2.3 Long-read technologies

2.3 Long-read technologies#

The vast majority of available whole genome sequencing (WGS) datasets currently are from Illumina technology. While NGS can genotype many types of genetic variation, there are ultimately regions of the genome that cannot be fully captured using short sequence of 150bp or so. This mostly includes long, complex repetitive regions such as telomeres or centromeres, but also large regions of the genome that are duplicated in multiple places.

Long-read technologies now generate reads that are many kilobases long. These have been used to fill remaining gaps in the human reference genome, and gain a much deeper knowledge of structural variation among human genomes. There is a tradeoff though: the longest reads still have far higher per-base error rates (10-15%). Thus, while they are useful for learning big picture genome organization, accurate identification of individual SNPs is challenging. However, long-read technology is rapidly improving, and error rates are expected to continue to fall.

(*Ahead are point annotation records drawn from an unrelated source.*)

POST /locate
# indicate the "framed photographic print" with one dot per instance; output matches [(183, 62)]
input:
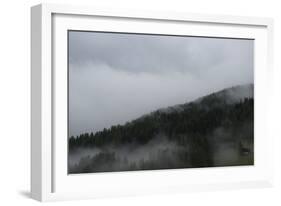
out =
[(136, 102)]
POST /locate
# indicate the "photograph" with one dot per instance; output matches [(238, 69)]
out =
[(139, 101)]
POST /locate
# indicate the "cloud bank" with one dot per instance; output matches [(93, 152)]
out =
[(114, 78)]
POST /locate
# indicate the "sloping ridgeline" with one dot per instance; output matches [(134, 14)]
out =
[(215, 130)]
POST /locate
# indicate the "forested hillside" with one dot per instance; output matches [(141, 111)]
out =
[(215, 130)]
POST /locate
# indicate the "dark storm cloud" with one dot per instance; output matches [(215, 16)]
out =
[(114, 78)]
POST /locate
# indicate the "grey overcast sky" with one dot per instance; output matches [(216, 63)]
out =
[(115, 78)]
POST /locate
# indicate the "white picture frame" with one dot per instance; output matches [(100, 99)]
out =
[(49, 178)]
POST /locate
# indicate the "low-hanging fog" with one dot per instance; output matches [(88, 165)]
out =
[(115, 78)]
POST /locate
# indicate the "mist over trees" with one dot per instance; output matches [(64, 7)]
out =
[(215, 130)]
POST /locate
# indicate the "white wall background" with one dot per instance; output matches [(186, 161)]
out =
[(15, 101)]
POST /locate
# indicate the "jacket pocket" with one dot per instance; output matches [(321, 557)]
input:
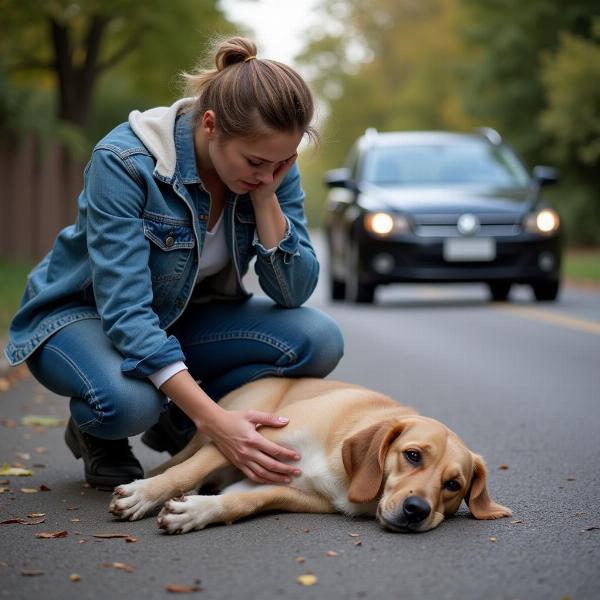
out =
[(171, 248)]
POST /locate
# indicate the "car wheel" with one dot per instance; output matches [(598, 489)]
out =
[(356, 290), (499, 290), (337, 288), (546, 291)]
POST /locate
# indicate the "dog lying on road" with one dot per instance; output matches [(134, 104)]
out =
[(362, 453)]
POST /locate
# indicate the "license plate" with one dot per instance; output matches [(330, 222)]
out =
[(469, 249)]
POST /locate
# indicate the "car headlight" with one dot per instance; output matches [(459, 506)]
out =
[(544, 221), (383, 224)]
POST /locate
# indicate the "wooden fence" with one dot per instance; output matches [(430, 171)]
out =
[(39, 187)]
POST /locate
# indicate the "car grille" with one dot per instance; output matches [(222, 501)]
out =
[(444, 225)]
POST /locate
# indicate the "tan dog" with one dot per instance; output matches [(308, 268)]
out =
[(362, 453)]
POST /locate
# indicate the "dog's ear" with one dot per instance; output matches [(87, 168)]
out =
[(364, 456), (477, 498)]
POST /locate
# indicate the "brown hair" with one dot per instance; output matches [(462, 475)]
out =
[(251, 96)]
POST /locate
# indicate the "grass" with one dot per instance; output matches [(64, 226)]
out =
[(582, 265)]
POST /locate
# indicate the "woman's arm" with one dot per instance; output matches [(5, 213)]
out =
[(234, 432)]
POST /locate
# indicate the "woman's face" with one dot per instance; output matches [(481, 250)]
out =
[(243, 164)]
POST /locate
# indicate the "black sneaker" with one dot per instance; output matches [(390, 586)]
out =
[(107, 463), (167, 435)]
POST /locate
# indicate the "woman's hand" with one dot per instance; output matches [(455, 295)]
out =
[(235, 435), (265, 191)]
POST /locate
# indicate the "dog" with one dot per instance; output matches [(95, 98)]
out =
[(361, 452)]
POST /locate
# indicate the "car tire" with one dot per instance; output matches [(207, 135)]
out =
[(499, 290), (546, 291), (356, 290)]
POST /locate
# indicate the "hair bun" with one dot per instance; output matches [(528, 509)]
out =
[(234, 50)]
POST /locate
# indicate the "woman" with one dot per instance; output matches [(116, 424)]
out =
[(142, 298)]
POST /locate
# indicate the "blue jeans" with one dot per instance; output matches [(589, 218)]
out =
[(225, 344)]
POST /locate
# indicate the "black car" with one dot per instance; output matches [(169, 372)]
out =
[(439, 207)]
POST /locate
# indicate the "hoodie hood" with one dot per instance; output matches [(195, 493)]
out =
[(155, 128)]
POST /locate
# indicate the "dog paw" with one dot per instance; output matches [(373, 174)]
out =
[(132, 501), (180, 515)]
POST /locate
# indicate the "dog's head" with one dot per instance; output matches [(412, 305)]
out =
[(421, 469)]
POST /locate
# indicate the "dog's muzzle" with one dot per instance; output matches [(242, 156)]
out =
[(414, 511)]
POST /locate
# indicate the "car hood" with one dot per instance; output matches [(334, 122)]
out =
[(446, 199)]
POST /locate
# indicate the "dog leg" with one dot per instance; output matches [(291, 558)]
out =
[(134, 500), (196, 512)]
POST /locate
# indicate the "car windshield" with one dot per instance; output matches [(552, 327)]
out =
[(444, 164)]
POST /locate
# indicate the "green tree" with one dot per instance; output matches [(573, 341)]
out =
[(69, 46)]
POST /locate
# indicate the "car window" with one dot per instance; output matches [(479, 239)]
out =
[(443, 164)]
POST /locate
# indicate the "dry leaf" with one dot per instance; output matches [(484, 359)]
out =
[(6, 469), (47, 535), (42, 421), (307, 579), (175, 588), (118, 565)]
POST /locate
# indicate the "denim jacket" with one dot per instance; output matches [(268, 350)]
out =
[(132, 256)]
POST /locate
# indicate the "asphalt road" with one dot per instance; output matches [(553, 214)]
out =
[(519, 382)]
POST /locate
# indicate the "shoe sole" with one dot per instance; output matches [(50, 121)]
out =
[(96, 481)]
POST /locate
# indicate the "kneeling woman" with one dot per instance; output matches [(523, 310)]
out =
[(139, 313)]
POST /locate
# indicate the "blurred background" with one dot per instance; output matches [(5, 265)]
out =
[(71, 71)]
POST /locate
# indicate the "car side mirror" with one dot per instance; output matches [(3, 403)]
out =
[(545, 175), (339, 178)]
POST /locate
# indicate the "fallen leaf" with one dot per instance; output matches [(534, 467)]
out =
[(6, 469), (175, 588), (42, 421), (47, 535), (118, 565), (307, 579)]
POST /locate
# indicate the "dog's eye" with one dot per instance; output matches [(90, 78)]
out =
[(413, 456), (452, 485)]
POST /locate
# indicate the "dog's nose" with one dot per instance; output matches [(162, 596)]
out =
[(416, 509)]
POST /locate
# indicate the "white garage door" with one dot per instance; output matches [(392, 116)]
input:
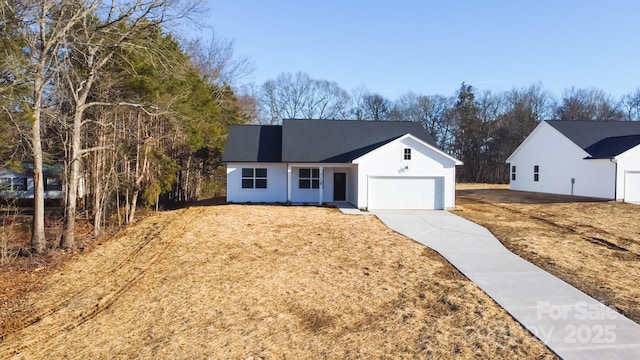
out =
[(632, 186), (406, 193)]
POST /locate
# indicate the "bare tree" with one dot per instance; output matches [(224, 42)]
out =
[(587, 104), (630, 104), (93, 44), (43, 26), (292, 96), (217, 61), (375, 107)]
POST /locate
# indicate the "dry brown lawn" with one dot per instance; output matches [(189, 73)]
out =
[(593, 245), (250, 282)]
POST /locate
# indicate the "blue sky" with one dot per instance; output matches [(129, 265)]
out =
[(431, 47)]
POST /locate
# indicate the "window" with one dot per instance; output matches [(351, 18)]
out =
[(309, 179), (5, 183), (254, 178), (407, 154), (52, 184), (19, 184)]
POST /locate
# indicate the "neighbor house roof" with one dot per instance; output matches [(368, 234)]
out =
[(601, 139), (321, 141), (26, 169)]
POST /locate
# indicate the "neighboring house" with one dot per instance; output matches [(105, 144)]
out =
[(586, 158), (370, 164), (18, 183)]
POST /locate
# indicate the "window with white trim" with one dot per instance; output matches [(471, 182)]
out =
[(254, 178), (309, 178), (52, 184), (406, 154)]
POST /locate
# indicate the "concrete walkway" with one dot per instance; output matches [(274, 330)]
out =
[(571, 323)]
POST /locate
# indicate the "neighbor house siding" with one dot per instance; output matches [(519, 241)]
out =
[(388, 160), (629, 161), (29, 193), (560, 160), (276, 190)]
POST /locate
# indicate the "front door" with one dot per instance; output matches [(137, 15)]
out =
[(339, 186)]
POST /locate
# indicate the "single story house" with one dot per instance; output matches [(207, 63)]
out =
[(17, 183), (587, 158), (370, 164)]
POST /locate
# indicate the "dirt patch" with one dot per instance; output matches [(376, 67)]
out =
[(590, 243), (263, 282)]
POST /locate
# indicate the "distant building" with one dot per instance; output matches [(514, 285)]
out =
[(18, 183)]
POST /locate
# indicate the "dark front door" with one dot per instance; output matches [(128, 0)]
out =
[(339, 186)]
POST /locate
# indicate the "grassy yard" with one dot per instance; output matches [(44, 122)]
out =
[(254, 282), (593, 245)]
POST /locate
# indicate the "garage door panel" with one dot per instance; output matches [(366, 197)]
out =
[(406, 193), (632, 186)]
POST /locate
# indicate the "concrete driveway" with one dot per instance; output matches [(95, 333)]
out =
[(571, 323)]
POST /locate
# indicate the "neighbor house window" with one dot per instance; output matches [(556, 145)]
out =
[(406, 154), (52, 184), (5, 183), (254, 178), (309, 179), (19, 184)]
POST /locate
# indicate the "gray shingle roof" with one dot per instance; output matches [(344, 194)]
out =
[(320, 141), (254, 143), (341, 141), (601, 139)]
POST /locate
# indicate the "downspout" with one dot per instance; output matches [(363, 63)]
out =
[(615, 179)]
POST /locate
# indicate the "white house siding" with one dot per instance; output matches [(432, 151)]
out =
[(312, 195), (628, 168), (559, 161), (276, 190), (352, 185), (387, 161)]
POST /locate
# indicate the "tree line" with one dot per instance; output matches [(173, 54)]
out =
[(135, 115), (481, 128)]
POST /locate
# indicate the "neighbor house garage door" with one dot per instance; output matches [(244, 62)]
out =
[(632, 186), (406, 193)]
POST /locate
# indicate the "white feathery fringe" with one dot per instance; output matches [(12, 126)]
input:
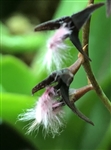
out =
[(43, 114), (57, 51)]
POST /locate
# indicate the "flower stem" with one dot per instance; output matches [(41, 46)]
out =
[(87, 67)]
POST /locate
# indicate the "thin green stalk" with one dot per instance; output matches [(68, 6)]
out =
[(87, 67)]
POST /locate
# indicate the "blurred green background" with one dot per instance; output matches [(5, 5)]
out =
[(21, 69)]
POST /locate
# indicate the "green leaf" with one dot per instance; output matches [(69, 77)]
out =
[(16, 77)]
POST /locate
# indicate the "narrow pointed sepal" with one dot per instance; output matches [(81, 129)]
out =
[(108, 7), (53, 24), (75, 40), (81, 17)]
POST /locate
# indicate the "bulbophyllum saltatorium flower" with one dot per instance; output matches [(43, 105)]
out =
[(56, 53), (48, 111), (68, 26)]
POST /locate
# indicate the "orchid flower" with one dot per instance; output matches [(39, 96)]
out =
[(48, 110)]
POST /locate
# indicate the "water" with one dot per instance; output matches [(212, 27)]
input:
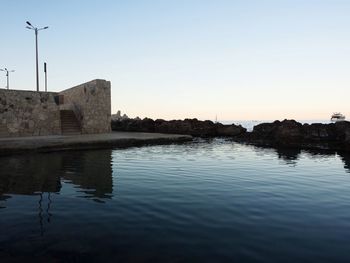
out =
[(207, 201)]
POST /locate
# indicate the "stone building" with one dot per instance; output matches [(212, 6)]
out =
[(84, 109)]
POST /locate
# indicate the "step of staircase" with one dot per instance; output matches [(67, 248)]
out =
[(69, 123)]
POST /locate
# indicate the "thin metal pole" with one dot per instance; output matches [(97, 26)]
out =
[(8, 81), (37, 65), (45, 70)]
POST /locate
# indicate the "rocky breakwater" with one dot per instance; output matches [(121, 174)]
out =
[(289, 133), (192, 127)]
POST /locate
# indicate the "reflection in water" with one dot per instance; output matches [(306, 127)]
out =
[(89, 171), (290, 156), (346, 159)]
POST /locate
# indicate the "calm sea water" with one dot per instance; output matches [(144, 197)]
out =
[(206, 201)]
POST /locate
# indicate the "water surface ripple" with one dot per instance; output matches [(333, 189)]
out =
[(205, 201)]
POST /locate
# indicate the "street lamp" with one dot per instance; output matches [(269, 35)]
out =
[(7, 75), (36, 48)]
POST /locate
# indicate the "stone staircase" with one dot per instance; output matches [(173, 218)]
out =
[(69, 123)]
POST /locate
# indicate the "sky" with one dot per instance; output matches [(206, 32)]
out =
[(176, 59)]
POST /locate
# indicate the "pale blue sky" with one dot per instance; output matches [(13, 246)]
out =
[(262, 59)]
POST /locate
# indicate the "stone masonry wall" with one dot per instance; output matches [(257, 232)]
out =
[(28, 113), (91, 103)]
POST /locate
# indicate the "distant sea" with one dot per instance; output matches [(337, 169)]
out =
[(249, 124)]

There are currently two main technologies for long-read sequencing:

  • Oxford Nanopore Technologies (ONT): ONT works by taking long pieces of DNA (high molecular weight DNA) and threading them through a small hole called a nanopore. Each base generates a characteristic electrical signal, which can be used to infer the sequence of bases being threaded through. ONT can generate impressively long read lengths, but with generally higher error rates than Pacbio or Illumina.

  • Pacific Biosciences (PacBio): Pacbio has small wells with a polymerase attached to the bottom. High molecular weight DNA is passed through this polymerase, and a laser generates a signal that can be converted to base calls as the sequence passes through the polymerase and bases are added. PacBio can be run in two modes. In both modes, DNA fragments are first converted to circular molecules. (1) Continuous long read sequencing (CLR): this mode generates very long reads (20kb-175kb+) with error rates around 10%. Each DNA fragment is read only once. (2) Circular consensus sequence (CCS) (also known as “hifi”). In this mode, somewhat shorter sequences (<20kb) are sequenced. But, the fragment is read multiple times by sequencing around the circular fragment. By reading the same fragment multiple times, errors can be corrected, resulting in low error rates of around 1%.